For instance, user can keep the information about the passport and educational background in different entities. When the government institution needs some approval, whether the user is authorized for a particular service, it sends a request containing the unique identifier and the public key issued for this request. On the user’s behalf he/she receives the notification about the organization’s request containing another pair of key and identifier for disclosing the required information. If the user accepts it, the establishment is allowed to get the information needed and the user, if it’s valid, is granted with required permission. From the application user’s point of view he/she clicks on the button and receives a dialogue box with the accept/decline options. After it, the information shared or protected accordingly.

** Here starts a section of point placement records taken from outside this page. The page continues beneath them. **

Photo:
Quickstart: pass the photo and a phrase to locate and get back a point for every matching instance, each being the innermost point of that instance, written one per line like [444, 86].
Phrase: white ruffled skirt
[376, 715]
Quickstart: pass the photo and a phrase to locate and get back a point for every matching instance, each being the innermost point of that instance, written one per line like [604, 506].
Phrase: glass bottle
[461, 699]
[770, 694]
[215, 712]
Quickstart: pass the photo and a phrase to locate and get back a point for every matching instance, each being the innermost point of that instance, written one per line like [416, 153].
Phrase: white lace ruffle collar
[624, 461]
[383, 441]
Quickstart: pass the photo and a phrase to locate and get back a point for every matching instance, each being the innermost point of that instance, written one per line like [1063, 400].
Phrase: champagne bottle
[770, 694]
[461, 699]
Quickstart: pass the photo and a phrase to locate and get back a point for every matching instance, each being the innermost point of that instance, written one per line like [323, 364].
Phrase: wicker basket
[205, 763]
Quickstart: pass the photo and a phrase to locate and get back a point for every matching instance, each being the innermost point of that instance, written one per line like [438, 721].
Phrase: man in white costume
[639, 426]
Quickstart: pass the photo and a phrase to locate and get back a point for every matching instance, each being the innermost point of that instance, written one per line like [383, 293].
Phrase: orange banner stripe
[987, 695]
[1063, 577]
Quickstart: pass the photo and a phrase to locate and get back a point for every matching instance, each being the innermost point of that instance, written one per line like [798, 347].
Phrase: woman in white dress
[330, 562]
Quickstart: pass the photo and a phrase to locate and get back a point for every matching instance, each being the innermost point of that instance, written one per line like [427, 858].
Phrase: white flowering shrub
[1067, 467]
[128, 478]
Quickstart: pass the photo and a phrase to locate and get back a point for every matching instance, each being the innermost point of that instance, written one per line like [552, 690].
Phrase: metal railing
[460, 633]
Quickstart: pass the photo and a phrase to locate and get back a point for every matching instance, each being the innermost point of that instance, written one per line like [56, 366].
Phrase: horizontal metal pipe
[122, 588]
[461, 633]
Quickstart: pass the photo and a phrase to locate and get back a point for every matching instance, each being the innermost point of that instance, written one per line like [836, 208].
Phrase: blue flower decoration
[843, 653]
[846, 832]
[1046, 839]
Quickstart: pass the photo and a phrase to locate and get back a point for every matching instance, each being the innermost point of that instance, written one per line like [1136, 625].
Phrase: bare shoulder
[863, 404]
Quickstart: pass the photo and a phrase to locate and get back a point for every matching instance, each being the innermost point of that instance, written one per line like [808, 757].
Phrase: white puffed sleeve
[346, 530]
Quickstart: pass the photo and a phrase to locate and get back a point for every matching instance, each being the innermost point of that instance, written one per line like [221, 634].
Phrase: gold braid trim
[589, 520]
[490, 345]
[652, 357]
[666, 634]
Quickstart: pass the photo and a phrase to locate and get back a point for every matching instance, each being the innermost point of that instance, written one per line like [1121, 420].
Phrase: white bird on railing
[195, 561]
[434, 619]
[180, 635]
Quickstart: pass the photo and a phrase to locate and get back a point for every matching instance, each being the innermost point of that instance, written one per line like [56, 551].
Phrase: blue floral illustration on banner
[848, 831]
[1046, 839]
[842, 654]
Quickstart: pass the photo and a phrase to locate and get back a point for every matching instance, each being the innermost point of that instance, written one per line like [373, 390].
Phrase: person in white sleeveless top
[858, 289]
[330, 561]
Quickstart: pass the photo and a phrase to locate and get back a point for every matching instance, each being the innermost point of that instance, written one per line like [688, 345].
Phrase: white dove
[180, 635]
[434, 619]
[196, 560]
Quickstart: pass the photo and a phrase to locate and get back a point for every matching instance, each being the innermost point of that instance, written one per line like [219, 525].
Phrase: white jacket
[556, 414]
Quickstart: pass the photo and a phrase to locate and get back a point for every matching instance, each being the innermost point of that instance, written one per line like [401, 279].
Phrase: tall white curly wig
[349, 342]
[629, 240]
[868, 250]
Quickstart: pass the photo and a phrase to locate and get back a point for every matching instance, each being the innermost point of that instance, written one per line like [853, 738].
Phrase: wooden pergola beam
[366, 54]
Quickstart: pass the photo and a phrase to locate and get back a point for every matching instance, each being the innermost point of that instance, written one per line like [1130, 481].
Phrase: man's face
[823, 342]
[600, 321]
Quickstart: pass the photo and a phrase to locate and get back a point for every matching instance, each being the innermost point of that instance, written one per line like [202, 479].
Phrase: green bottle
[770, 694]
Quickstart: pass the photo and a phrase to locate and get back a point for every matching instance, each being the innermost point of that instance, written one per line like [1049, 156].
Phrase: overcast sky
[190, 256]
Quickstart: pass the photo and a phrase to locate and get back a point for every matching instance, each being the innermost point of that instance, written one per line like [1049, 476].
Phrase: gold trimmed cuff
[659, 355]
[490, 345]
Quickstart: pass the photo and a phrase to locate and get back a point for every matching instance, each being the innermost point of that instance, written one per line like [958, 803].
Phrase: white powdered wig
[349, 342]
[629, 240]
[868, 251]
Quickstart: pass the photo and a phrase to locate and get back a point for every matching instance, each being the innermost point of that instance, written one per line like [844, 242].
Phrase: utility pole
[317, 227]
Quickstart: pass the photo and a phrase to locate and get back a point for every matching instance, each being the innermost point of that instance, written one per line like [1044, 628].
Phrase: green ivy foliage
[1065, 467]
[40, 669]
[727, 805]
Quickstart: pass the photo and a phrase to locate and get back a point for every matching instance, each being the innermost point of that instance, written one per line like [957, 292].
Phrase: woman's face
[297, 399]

This truly puts the individual in charge of their personal data and gives him/her the control to choose who else has access to their information and how. Some of the progressive official institutions are trying to implement this new technology. For instance, e-governance in British Columbia, Canada.

 

10 Principles of SSI

  1. Existence — Users must exist independently.
  2. Control — Users must control their identities.
  3. Access — Users must have access to their own data.
  4. Transparency — Systems and algorithms must be transparent.
  5. Persistence — Identities must be long-lived.
  6. Portability — Information and services about identity must be transportable.
  7. Interoperability — Identities should be as widely usable as possible.
  8. Consent — Users must agree to the use of their identity.
  9. Minimization — Disclosure of claims must be minimized.
  10. Protection — The rights of users must be protected.

In short, Self-Sovereign Identity provides the best solution to the challenges of digital identification:

  • Based on the open source code and standards
  • Decentralized system (“Blockchain”)
  • Stores private data outside the public ledger
  • Selective Disclosure by default
  • Pairwise-pseudonymous identifiers
  • P2P network of distributed private agents

Our teams are working on the open source SSI version called Hyperledger Indy. We are developing a blockchain for distributed data and keys storage. We also share our experience by organizing meetups on this and related topics. One of the aims is to create a strong blockchain developers’ community in Voronezh.